Until I board a plane for Boston. I got back from the motorcycle trip yesterday, and it was a big reminder of why I love this part of the country.
We loaded up my little bike (Honda Shadow 600) and headed East. Now, I take up two-thirds of my bike's weight limit. My girlfriend caps it off. Add in 50 pounds of gear and a steep mountain pass, and you've got one dogged down bike. But we made it without a hitch. As much as I hate the politics (and quite a few of the people) in Puget Sound, the rest of the country is just breathtaking. Riding through the farmland and up mountain passes is the way traveling should be done. I was born with a wanderlust, and this trip brought it back in a big way. I shot two rolls of film, but haven't gotten them developed yet.
(side note: All you people with fancy digital cameras who take pictures and post them while on vacation, and expect me to do the same; bite me. Or buy me a digital camera)
I wish I could describe this trip, but I don't know if I have the words. There's one part of Highway 2, where you drive down a hill and through a cut, and into.... nothing. The road drops down, but for a moment you're staring at a solid cliff wall half a mile away, and it looks like you're about to go sailing into the great blue yonder. A strait canyon, half a mile wide, with cliff walls hundreds of feet high on both sides, and you're on a road right in the middle. The mountain passes were shredding clouds as we rode by, and coming off of the pass is like falling into a sea of green. You could smell the pine trees along the Wenatchee River. Coming West out of Spokane is like going through a doorway and into miles and miles of rolling farmland, tans and browns as far as you can see, with a black ribbon of road and the occasional farmhouse as the only interuptions. Words just can't do it justice, you have to see it and do it.

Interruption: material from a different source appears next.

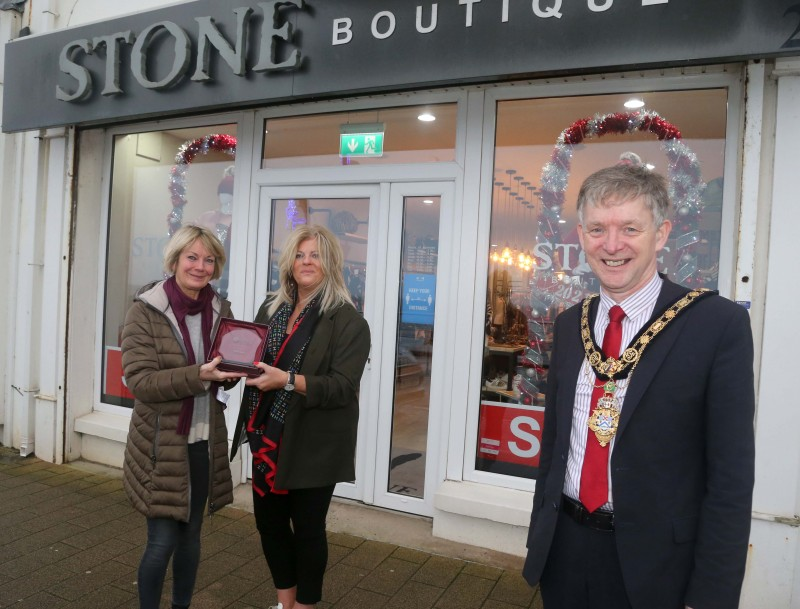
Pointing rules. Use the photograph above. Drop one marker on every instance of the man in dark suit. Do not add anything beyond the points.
(644, 495)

And if it's on a motorcycle, so much the better.
However, on to some news you can use. Courtesy of Random Nuclear Strikes, we have yet more proof that weapons, even big ones, can be dismantled and moved. I hear the gasps of disbelief on the Left, but it's true! And guess what, you numbskulled nitwits, when you give someone over a year to prepare and hide their stash, chances are you're not going to find it without some serious digging!
And for those of you who read that article and say that we shouldn't worry about North Korea yet, please stop stealing my oxygen.
And while I was perusing The Mrs., (as in du Toit) I found an article that made my blood boil. Congress, it seems, wants to restrict Special Forces Operations.
"Congress is set to impose new restrictions on the use of Special Operations Forces that for the first time will require a presidential order before deploying commandos in routine but hidden activities."
I. Am. Speechless.
"The restrictions were added to the report by members of the Senate Intelligence Committee after consultations with Stephen Cambone, the defense undersecretary for intelligence, according to current and former U.S. officials and documents obtained by The Washington Times."
I want to find those "members of the Senate Intelligence Committee" and beat them to death with their own arms, having ripped them said idiots off seconds prior! The idiocy contained herein is overwhelming! Did these worthless nutbutters actually think they were doing anything good?
"Gee Bob, how can we help our boys fight terrorists?"
"Well Chuck, hows about add one more level to their chain of command, screw with their authorization process, and demand that we be allowed to OK their plans, all while making it public!"
"Wow Bob, that sounds great!"
I think it's time the congress critters are reminded where their power comes from. I don't care who wrote this piece of crap, it needs to be removed. And the congress critter who wrote it needs to go. Republican, Donk, I don't care, the monumental stupidity of anyone who would risk our SF boys is too dangerous to be allowed to mess with the military. When time is of the essence, when lives are at risk, when the mission NEEDS to be accomplished, the last thing the SF needs is some ass-breathed shitsmear congresscritter poking their nose in, or demanding consessions before they allow the mission to proceed.
I need more coffee...... with lots of whiskey. Yeah, that's the ticket.